Here's an attempt to implement bucket-level read-write locks:
class SafeBucket
def initialize
@lock = RWLock.new()
@value_pairs = []
end
def get(key)
@lock.lock_read
pair = @value_pairs.select{|p| p[0] == key}
unless pair && pair.size > 0
@lock.unlock_read
return nil
end
ret = pair[0][1]
@lock.unlock_read
ret
end
def set(key, value)
@lock.lock_write
pair = @value_pairs.select{|p| p[0] == key}
if pair && pair.size > 0
pair[0][1] = value
@lock.unlock_write
return
end
@value_pairs.push [key, value]
@lock.unlock_write
value
end
def each
@value_pairs.each{|p| yield p[0],p[1]}
end
end
class MikeConcurrentHash
def initialize
@buckets = []
100.times {@buckets.push SafeBucket.new}
end
def [](key)
bucket(key).get(key)
end
def []=(key, value)
bucket(key).set(key, value)
end
def each
@buckets.each{|b| b.each{|key, value| yield key, value}}
end
def bucket(key)
@buckets[key.hash % 100]
end
end
I stopped working on this because it's too slow, so the each method is unsafe (allows mutations by other threads during an iteration) and it doesn't support most hash methods.

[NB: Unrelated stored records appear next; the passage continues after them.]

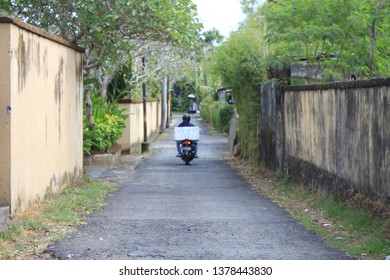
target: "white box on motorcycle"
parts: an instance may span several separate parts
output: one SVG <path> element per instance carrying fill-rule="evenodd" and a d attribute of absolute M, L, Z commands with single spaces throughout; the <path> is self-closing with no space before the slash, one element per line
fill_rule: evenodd
<path fill-rule="evenodd" d="M 175 141 L 182 141 L 185 139 L 199 141 L 199 127 L 175 127 Z"/>

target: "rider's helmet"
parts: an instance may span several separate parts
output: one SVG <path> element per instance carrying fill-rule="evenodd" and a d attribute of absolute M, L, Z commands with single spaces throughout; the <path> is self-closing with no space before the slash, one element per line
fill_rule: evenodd
<path fill-rule="evenodd" d="M 183 115 L 183 121 L 190 122 L 190 120 L 191 120 L 191 116 L 190 115 L 188 115 L 188 114 Z"/>

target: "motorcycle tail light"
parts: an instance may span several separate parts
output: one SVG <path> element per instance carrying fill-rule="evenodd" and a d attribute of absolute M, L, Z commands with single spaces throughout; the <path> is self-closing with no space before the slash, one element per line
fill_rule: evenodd
<path fill-rule="evenodd" d="M 183 144 L 184 145 L 191 145 L 191 141 L 184 141 Z"/>

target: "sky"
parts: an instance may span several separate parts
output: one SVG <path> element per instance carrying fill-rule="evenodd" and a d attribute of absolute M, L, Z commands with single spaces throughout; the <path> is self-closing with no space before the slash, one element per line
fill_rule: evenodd
<path fill-rule="evenodd" d="M 215 27 L 225 37 L 237 30 L 239 22 L 244 19 L 240 0 L 192 0 L 198 7 L 198 16 L 204 30 Z"/>

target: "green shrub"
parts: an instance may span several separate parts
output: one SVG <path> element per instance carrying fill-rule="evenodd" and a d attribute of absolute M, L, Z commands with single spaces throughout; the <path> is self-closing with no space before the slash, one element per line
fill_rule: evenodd
<path fill-rule="evenodd" d="M 260 104 L 256 87 L 244 85 L 237 89 L 236 108 L 238 111 L 237 138 L 240 156 L 252 165 L 259 163 L 260 147 Z"/>
<path fill-rule="evenodd" d="M 222 106 L 217 101 L 214 101 L 212 96 L 209 96 L 202 103 L 201 117 L 219 132 L 228 133 L 233 112 L 234 106 Z"/>
<path fill-rule="evenodd" d="M 212 124 L 210 107 L 213 104 L 213 99 L 211 96 L 206 97 L 202 102 L 202 109 L 200 110 L 200 116 L 208 124 Z"/>
<path fill-rule="evenodd" d="M 221 84 L 229 86 L 235 100 L 239 116 L 237 139 L 240 157 L 258 164 L 260 145 L 260 84 L 268 80 L 268 61 L 264 47 L 261 20 L 257 16 L 248 17 L 245 26 L 233 32 L 213 54 L 211 70 L 221 79 Z"/>
<path fill-rule="evenodd" d="M 230 129 L 230 119 L 234 113 L 234 107 L 232 105 L 226 105 L 219 108 L 217 129 L 221 132 L 228 133 Z"/>
<path fill-rule="evenodd" d="M 95 126 L 90 128 L 85 116 L 83 125 L 83 148 L 88 155 L 92 152 L 107 152 L 122 136 L 128 117 L 124 113 L 125 109 L 120 109 L 115 102 L 101 99 L 96 93 L 91 94 L 91 100 Z"/>

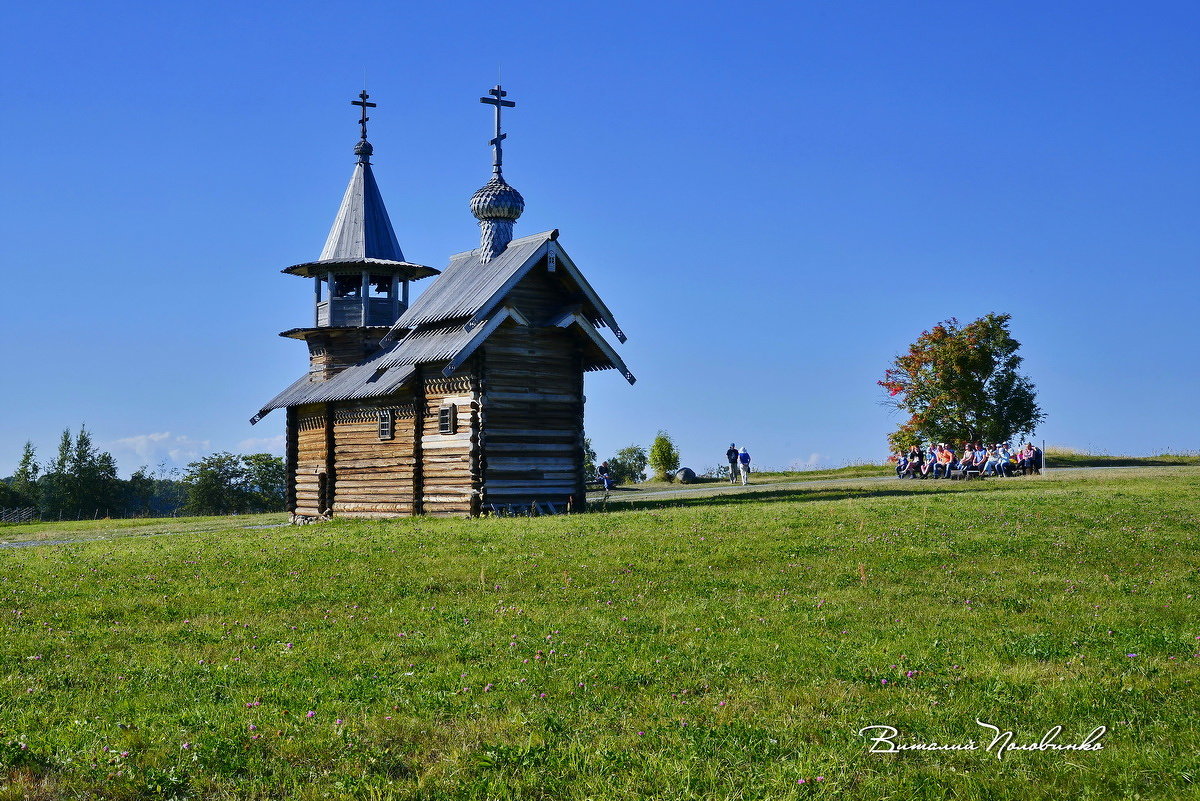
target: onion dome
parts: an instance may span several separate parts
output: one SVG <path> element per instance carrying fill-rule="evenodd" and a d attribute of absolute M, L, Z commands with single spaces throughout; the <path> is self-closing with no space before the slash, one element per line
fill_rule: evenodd
<path fill-rule="evenodd" d="M 471 195 L 471 213 L 475 219 L 514 222 L 525 211 L 525 198 L 508 185 L 501 175 L 492 177 Z"/>
<path fill-rule="evenodd" d="M 366 139 L 360 139 L 358 144 L 354 146 L 354 155 L 369 157 L 375 152 L 375 148 L 371 147 L 371 143 Z"/>

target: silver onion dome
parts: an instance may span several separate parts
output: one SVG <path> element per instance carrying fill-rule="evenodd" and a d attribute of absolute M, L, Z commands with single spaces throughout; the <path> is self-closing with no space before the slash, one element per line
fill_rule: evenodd
<path fill-rule="evenodd" d="M 471 195 L 471 213 L 475 219 L 515 221 L 525 211 L 525 198 L 497 175 Z"/>

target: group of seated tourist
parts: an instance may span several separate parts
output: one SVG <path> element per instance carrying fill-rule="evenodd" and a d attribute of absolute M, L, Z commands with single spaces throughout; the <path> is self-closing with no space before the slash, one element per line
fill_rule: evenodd
<path fill-rule="evenodd" d="M 1014 451 L 1007 442 L 987 446 L 967 442 L 957 452 L 939 442 L 931 444 L 929 450 L 914 445 L 908 453 L 897 453 L 892 458 L 896 460 L 896 475 L 900 478 L 950 478 L 954 471 L 960 471 L 959 475 L 1011 476 L 1042 467 L 1042 451 L 1032 442 L 1025 443 L 1019 451 Z"/>

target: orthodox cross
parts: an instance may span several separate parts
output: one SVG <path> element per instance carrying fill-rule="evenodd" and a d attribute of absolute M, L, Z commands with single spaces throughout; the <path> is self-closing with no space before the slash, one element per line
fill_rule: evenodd
<path fill-rule="evenodd" d="M 500 166 L 504 163 L 504 152 L 500 147 L 500 143 L 508 138 L 508 134 L 500 133 L 500 109 L 504 107 L 513 108 L 516 102 L 513 100 L 505 100 L 504 97 L 508 92 L 500 88 L 500 84 L 496 84 L 495 89 L 488 89 L 488 94 L 491 97 L 479 98 L 480 103 L 496 107 L 496 138 L 488 142 L 492 146 L 492 174 L 500 175 Z"/>
<path fill-rule="evenodd" d="M 365 142 L 367 141 L 367 120 L 371 119 L 367 116 L 367 109 L 375 108 L 375 104 L 367 102 L 367 98 L 370 97 L 370 95 L 367 94 L 366 89 L 363 89 L 361 92 L 359 92 L 358 97 L 358 100 L 351 100 L 350 105 L 362 106 L 362 117 L 359 119 L 358 124 L 362 126 L 362 140 Z"/>

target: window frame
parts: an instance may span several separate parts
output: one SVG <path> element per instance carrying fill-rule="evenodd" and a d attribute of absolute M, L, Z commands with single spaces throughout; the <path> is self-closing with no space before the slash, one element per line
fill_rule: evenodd
<path fill-rule="evenodd" d="M 438 433 L 444 435 L 458 433 L 457 404 L 445 403 L 438 409 Z"/>
<path fill-rule="evenodd" d="M 387 442 L 396 438 L 396 410 L 380 409 L 377 418 L 379 422 L 379 441 Z"/>

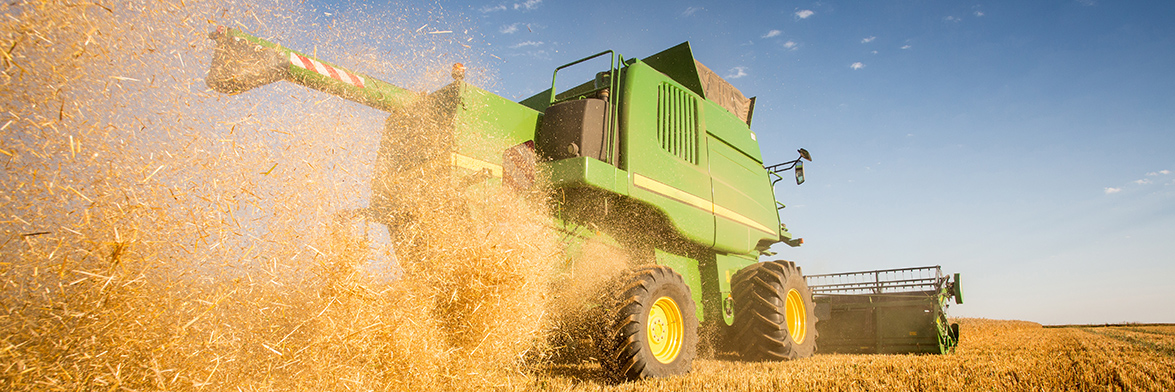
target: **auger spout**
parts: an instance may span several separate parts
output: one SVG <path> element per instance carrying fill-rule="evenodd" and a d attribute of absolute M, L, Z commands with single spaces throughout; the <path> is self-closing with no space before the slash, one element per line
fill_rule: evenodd
<path fill-rule="evenodd" d="M 205 83 L 212 90 L 239 94 L 277 81 L 289 81 L 383 111 L 413 104 L 422 94 L 329 64 L 311 56 L 219 26 Z"/>

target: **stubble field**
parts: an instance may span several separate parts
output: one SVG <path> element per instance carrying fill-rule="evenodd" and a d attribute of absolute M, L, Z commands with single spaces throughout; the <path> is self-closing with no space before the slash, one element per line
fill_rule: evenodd
<path fill-rule="evenodd" d="M 1170 391 L 1175 325 L 1046 328 L 960 319 L 951 355 L 817 354 L 791 362 L 694 362 L 689 375 L 611 385 L 589 366 L 552 366 L 538 390 Z"/>

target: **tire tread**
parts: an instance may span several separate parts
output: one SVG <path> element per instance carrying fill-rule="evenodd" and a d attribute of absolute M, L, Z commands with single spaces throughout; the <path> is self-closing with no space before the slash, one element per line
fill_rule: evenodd
<path fill-rule="evenodd" d="M 803 276 L 794 262 L 769 261 L 752 264 L 732 277 L 735 320 L 731 343 L 744 359 L 779 361 L 807 357 L 815 352 L 818 333 L 810 296 L 805 301 L 809 335 L 804 344 L 793 342 L 787 331 L 784 309 L 787 282 L 792 276 L 801 279 Z"/>

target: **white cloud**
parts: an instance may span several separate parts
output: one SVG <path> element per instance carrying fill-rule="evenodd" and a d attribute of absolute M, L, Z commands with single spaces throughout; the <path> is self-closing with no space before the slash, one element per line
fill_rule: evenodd
<path fill-rule="evenodd" d="M 514 32 L 518 31 L 518 25 L 520 25 L 520 24 L 521 23 L 508 24 L 508 25 L 502 26 L 502 28 L 498 29 L 498 31 L 501 32 L 502 34 L 514 34 Z"/>
<path fill-rule="evenodd" d="M 539 4 L 542 4 L 542 3 L 543 3 L 543 0 L 526 0 L 526 2 L 523 2 L 523 3 L 514 3 L 514 9 L 525 8 L 528 10 L 533 10 L 535 8 L 538 8 Z"/>
<path fill-rule="evenodd" d="M 1167 169 L 1163 169 L 1163 170 L 1159 170 L 1159 174 L 1168 175 L 1168 174 L 1171 174 L 1171 171 L 1167 170 Z"/>
<path fill-rule="evenodd" d="M 800 17 L 800 19 L 808 19 L 808 17 L 812 16 L 812 14 L 815 14 L 815 12 L 812 12 L 812 10 L 796 11 L 796 16 Z"/>
<path fill-rule="evenodd" d="M 1146 184 L 1150 184 L 1151 180 L 1147 179 L 1147 178 L 1143 178 L 1141 180 L 1135 180 L 1134 183 L 1138 184 L 1138 185 L 1146 185 Z"/>
<path fill-rule="evenodd" d="M 874 50 L 874 51 L 872 51 L 872 52 L 869 52 L 869 53 L 877 54 L 877 51 L 876 51 L 876 50 Z"/>
<path fill-rule="evenodd" d="M 519 42 L 519 43 L 517 43 L 517 44 L 511 45 L 511 46 L 510 46 L 510 49 L 525 48 L 525 47 L 527 47 L 527 46 L 540 46 L 540 45 L 542 45 L 542 44 L 543 44 L 543 41 L 526 41 L 526 42 Z"/>
<path fill-rule="evenodd" d="M 852 69 L 865 68 L 865 63 L 858 61 L 858 62 L 853 63 L 853 65 L 850 65 L 849 68 L 852 68 Z"/>
<path fill-rule="evenodd" d="M 763 34 L 763 36 L 759 37 L 759 38 L 778 37 L 780 34 L 783 34 L 783 32 L 779 31 L 779 30 L 771 30 L 771 31 L 768 31 L 767 34 Z"/>
<path fill-rule="evenodd" d="M 686 8 L 685 11 L 681 12 L 681 16 L 691 16 L 695 12 L 698 12 L 701 10 L 702 10 L 702 7 L 689 7 L 689 8 Z"/>
<path fill-rule="evenodd" d="M 505 5 L 498 4 L 498 5 L 495 5 L 495 6 L 489 6 L 489 5 L 487 5 L 487 6 L 485 6 L 485 7 L 481 7 L 481 9 L 480 9 L 479 11 L 481 11 L 481 13 L 483 13 L 483 14 L 487 14 L 487 13 L 490 13 L 490 12 L 505 11 L 505 10 L 506 10 L 506 6 L 505 6 Z"/>
<path fill-rule="evenodd" d="M 912 46 L 910 46 L 910 45 L 902 45 L 902 49 L 909 49 L 909 48 L 912 48 Z"/>
<path fill-rule="evenodd" d="M 960 22 L 960 21 L 962 21 L 962 20 L 963 20 L 963 18 L 960 18 L 960 17 L 957 17 L 957 16 L 953 16 L 953 15 L 952 15 L 952 16 L 948 16 L 948 17 L 942 18 L 942 20 L 945 20 L 945 21 L 947 21 L 947 22 L 956 22 L 956 23 L 957 23 L 957 22 Z"/>
<path fill-rule="evenodd" d="M 875 40 L 875 39 L 877 39 L 877 37 L 873 37 L 873 36 L 870 36 L 869 38 L 862 38 L 861 43 L 867 44 L 867 43 L 873 42 L 873 40 Z"/>
<path fill-rule="evenodd" d="M 796 47 L 798 47 L 798 46 L 800 46 L 800 44 L 797 44 L 796 41 L 792 41 L 792 40 L 788 40 L 787 42 L 783 43 L 783 47 L 788 48 L 790 50 L 796 50 Z"/>
<path fill-rule="evenodd" d="M 975 16 L 983 16 L 983 11 L 975 11 Z"/>
<path fill-rule="evenodd" d="M 1077 0 L 1077 2 L 1081 3 L 1081 5 L 1084 5 L 1086 7 L 1092 7 L 1092 6 L 1097 5 L 1097 2 L 1093 1 L 1093 0 Z"/>
<path fill-rule="evenodd" d="M 1122 188 L 1106 188 L 1106 194 L 1121 192 Z"/>
<path fill-rule="evenodd" d="M 734 67 L 726 74 L 727 79 L 738 79 L 747 76 L 747 67 Z"/>

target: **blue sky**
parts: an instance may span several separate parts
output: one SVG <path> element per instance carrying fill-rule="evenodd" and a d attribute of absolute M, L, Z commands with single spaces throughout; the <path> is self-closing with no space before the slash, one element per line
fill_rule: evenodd
<path fill-rule="evenodd" d="M 690 41 L 758 97 L 768 163 L 812 152 L 807 183 L 777 186 L 806 243 L 776 250 L 807 273 L 942 265 L 963 274 L 958 316 L 1175 322 L 1175 3 L 369 8 L 457 26 L 482 84 L 516 100 L 580 57 Z"/>

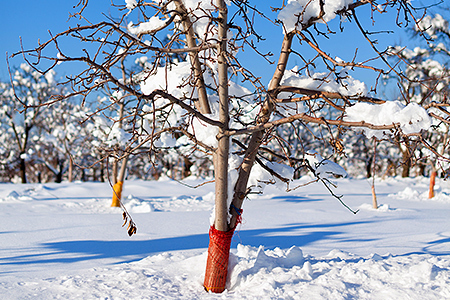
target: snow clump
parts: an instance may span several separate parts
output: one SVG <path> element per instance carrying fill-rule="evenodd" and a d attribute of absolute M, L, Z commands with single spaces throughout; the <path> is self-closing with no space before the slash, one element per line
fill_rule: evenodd
<path fill-rule="evenodd" d="M 161 20 L 157 16 L 153 16 L 148 22 L 143 22 L 138 25 L 134 25 L 133 22 L 128 23 L 128 32 L 134 35 L 139 35 L 145 32 L 151 32 L 158 28 L 163 27 L 166 24 L 164 20 Z"/>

And here's a test harness for concurrent hashes:
require 'thread'
class HashHarness
Keys = [:a, :basic, :test, :harness, :for, :concurrent, :testing, :of, :hashes,
:that, :tries, :to, :provide, :a, :framework, :for, :designing, :a, :good, :ConcurrentHash,
:for, :all, :ruby, :implementations]
def self.go
h = new
r = h.writiness_range(20, 10000, 0, 0)
r.each{|k, v| p k + ' ' + v.map{|p| p[1]}.join(' ')}
return
end
def initialize(classes = [MikeConcurrentHash, JoshConcurrentHash, JoshConcurrentHash2, PaulConcurrentHash, LockedHash, Hash])
@classes = classes
end
def writiness_range(basic_threads, ops, each_threads, loops)
result = {}
@classes.each do |hash_class|
res = []
0.upto 10 do |i|
writiness = i.to_f / 10
res.push [writiness,test_one(hash_class, basic_threads, ops, each_threads, loops, writiness)]
end
result[hash_class.name] = res
end
result
end
def test_one(hash_class, basic_threads, ops, each_threads, loops, writiness)
time = Time.now
threads = []
hash = hash_class.new
populate_hash(hash)
begin
basic_threads.times do
threads.push Thread.new{run_basic_test(hash, writiness, ops)}
end
each_threads.times do
threads.push Thread.new{run_each_test(hash, writiness, loops)}
end
threads.each{|t| t.join}
rescue ThreadError => e
p [e.message, hash_class.name, basic_threads, ops, each_threads, loops, writiness].join(' ')
return -1
end
p [hash_class.name, basic_threads, ops, each_threads, loops, writiness, Time.now - time].join(' ')
return Time.now - time
end
def run_basic_test(hash, writiness, ops)
ops.times do
rand < writiness ? hash[choose_key]= rand : hash[choose_key]
end
end
def run_each_test(hash, writiness, loops)
loops.times do
hash.each do |k, v|
if rand < writiness
each_write_work(hash, k, v)
else
each_read_work(k, v)
end
end
end
end
def each_write_work(hash, key, value)
hash[key] = rand
end
def each_read_work(key, value)
key.to_s + ": " + value.to_s
end
def choose_key
Keys[rand(Keys.size)]
end
def populate_hash(hash)
Keys.each{|key| hash[key]=rand}
end
end
Numbers: Jruby
Writiness 0.0 0.1 0.2 0.3 0.4 0.5 0.6 0.7 0.8 0.9 1.0
ConcurrentHash 2.098 3.179 2.971 3.083 2.731 2.941 2.564 2.480 2.369 1.862 1.881
LockedHash 1.873 1.896 2.085 2.058 2.001 2.055 1.904 1.921 1.873 1.841 1.630
Hash 0.530 0.672 0.685 0.822 0.719 0.877 0.901 0.931 0.942 0.950 1.001
And MRI
Writiness 0.0 0.1 0.2 0.3 0.4 0.5 0.6 0.7 0.8 0.9 1.0
ConcurrentHash 9.214 9.913 9.064 10.112 10.240 10.574 10.566 11.027 11.323 11.837 13.036
LockedHash 19.593 17.712 16.998 17.045 16.687 16.609 16.647 15.307 14.464 13.931 14.146
Hash 0.535 0.537 0.534 0.599 0.594 0.676 0.635 0.650 0.654 0.661 0.692
MRI numbers are pretty striking. Locking in MRI really sucks.